Vorrei fare un’osservazione, minuscola in verità ma non priva, credo, di una qualche rilevanza sociologica – almeno per chi fosse interessato a trovarcela.

Non sono in grado, purtroppo, di fornirle un supporto statistico e suppongo che un’indagine diretta a darglielo non risulterebbe semplice. Però è qualcosa su cui non avrei difficoltà a scommettere…e non sono uno che scommette facilmente.

Si tratta di questo.

Nell’oceano sterminato di retorica bellicista e di chiacchiere sentimentali sull’eroismo dei tagliagole, in questa tempesta perfetta in grado di affondare la zattera di qualsiasi ragionamento con un “l’unica cosa che conta è che qui ci sono gli invasori e gli invasi” – lasciando galleggiare solo le zucche vuote degli invasati – prendo atto, a due mesi dal naufragio, che quegli invasati nove volte su dieci sono ricchi o quanto meno benestanti. Non risultano agli atti desperados con cartuccera e binocolo militare privi di un sostanzioso conto in banca.

E’ strano? Non tanto.

Ma vorrei per il momento lasciar perdere le cause e sottolineare il dato: non ho mai sentito – e quanto a leggerle non ne parliamo – parole maiuscole e alate sulla “Eroica Resistenza del Popolo Ucraino”, sulle Termopili ucraine, sulla mamma dei Gracchi, sul Muzio Scevola del Mar Azov e sul leggendario Toti del Donbas che ha sconfitto a colpi di stampella i carrarmati russi, pronunciate, chessò, da un manovale, da un raccoglitore di pomodori, da una badante o da una lavacessi.

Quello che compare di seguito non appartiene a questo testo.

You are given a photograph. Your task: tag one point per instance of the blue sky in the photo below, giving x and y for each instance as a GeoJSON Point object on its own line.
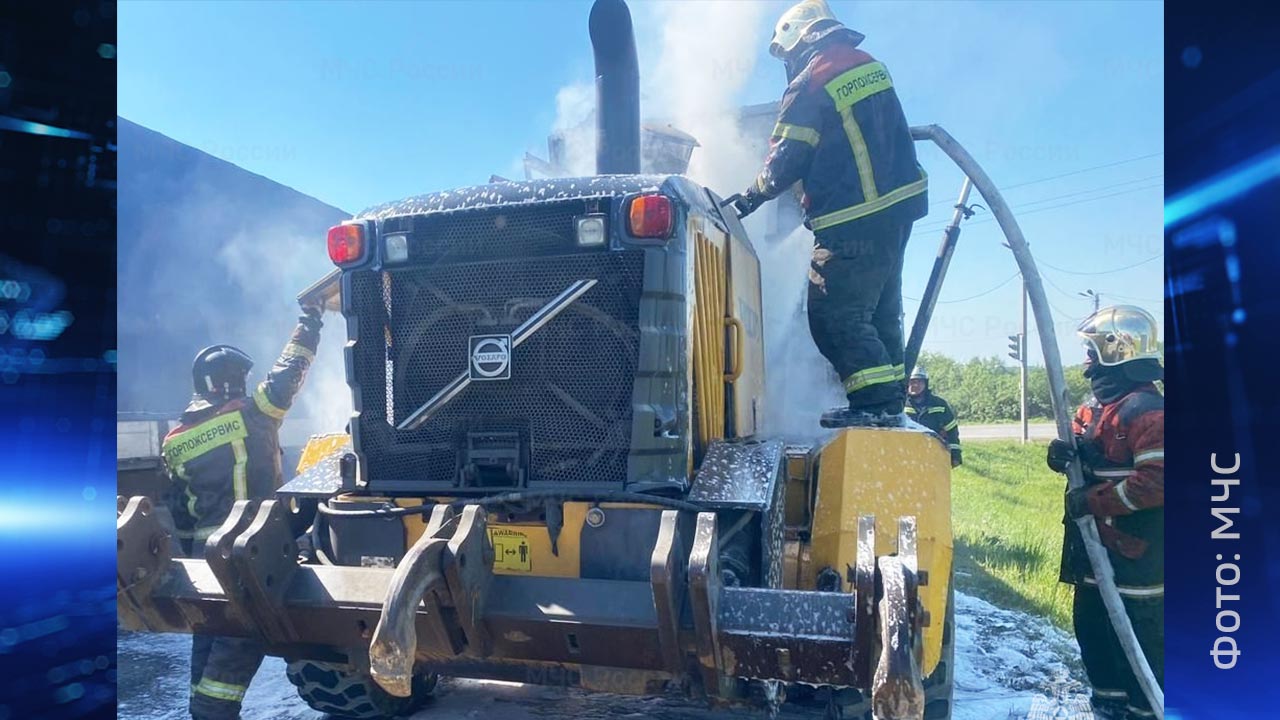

A bombardarci con queste armi chimiche sono sempre, semmai, i loro datori e le loro datrici di lavoro, oppure i corrispettivi a stipendio fisso. Parlamentari con vitalizio, docenti universitari con prebende culturali e accademiche d’ogni genere, pensionati di lusso, influencer da taschino gialloblu e, in mancanza della non più reperibile principessa Guermantes, tutte le madame Verdurin disponibili sulla piazza.

Oltre, naturalmente, ai figli dei suddetti che oltre a percepirne la paghetta somigliano precisi a papà e mamma e, momentaneamente, stanno facendo un master da qualche parte, molto oltremare e molto a occidente.

Gli studi televisivi ne ospitano processioni interminabili e, a ciascuno dei processionanti, leggi in faccia il privilegio prima ancora che inizi a salmodiare per farcelo a maccheroncino con la libertà dei popoli e l’eroismo della resistenza al satrapo orientale.

E non è una cosa che ho notato solo in televisione.

Anche qui, nelle valli acquitrinose della realtà quotidiana, apparentemente così lontane dal Parnaso televisivo, le cose non vanno diversamente.

Combattenti di ogni sesso – anzi, per la precisione c’è persino una qualche predominanza femminile – ma esclusivamente di categoria agiata.

Nei social e sul web è tutto uno schierarsi al fianco dei combattenti…ma solo tra una cenetta al ristorante, una capatina dall’estetista e uno spritz.

A volere impiccare Putin, insomma sono quelli come il caro Erri De Luca – che lo ha pure scritto.

Ma per il garzone dell’ascensorista la cosa non risulta appassionante anzi aggiungerei, per essere meno indiretto, che proprio non gliene fotte una minchia e mi azzarderei anche a sostenere che se Putin – per assurdo – garantisse a lui una qualità della vita pari a quella del caro De Luca e dei suoi simili, assieme al loro reddito e ai privilegi che ne derivano, magari, chissà, impiccherebbe proprio chi lo vuole impiccare.

Ma, in fondo, non accade la stessa cosa con la bella e nobile questione dei diritti civili?

Insomma, voglio dire, vi è mai capitato di parlare con un’inserviente o una badante che avesse fatto della emancipazione della donna e delle questioni di genere la sua ragione di vita? E invece potrei produrre elenchi di signore bene e benissimo, coi loro gramellini da pochette, che sul tema sono agguerritissime.

Non parliamo poi di questioni climatiche, ambientali, giardinaggio e dietologia.

Se argomentassi di veganesimo, o anche solo di vegetarianesimo, al tizio che lava le scale nel mio condominio mi andrebbe a denunciare ai carabinieri per molestie.

Invece nei posti che contano, prima che arrivassero le Termopili a battere ogni incasso, non si parlava d’altro.

E, come accennavo prima, bisogna anche prendere atto dei passi da gigante che ha fatto l’emancipazione femminile.

Una volta la resistenza più tenace, eroica e testarda contro la guerra era appannaggio delle donne.

Erano proprio loro a tener duro. Quei coglioni dei mariti si facevano prendere per il culo con molta più facilità, rimminchioniti com’erano, fin da piccoli, a furia di chiacchiere e distintivi…ma loro, le donne, no. Quasi mai.

Guardatele adesso.

Si battono come leonesse, dai divani di ogni studio televisivo perché si accorra, armati fino ai denti, in aiuto dell’eroico Zelensky.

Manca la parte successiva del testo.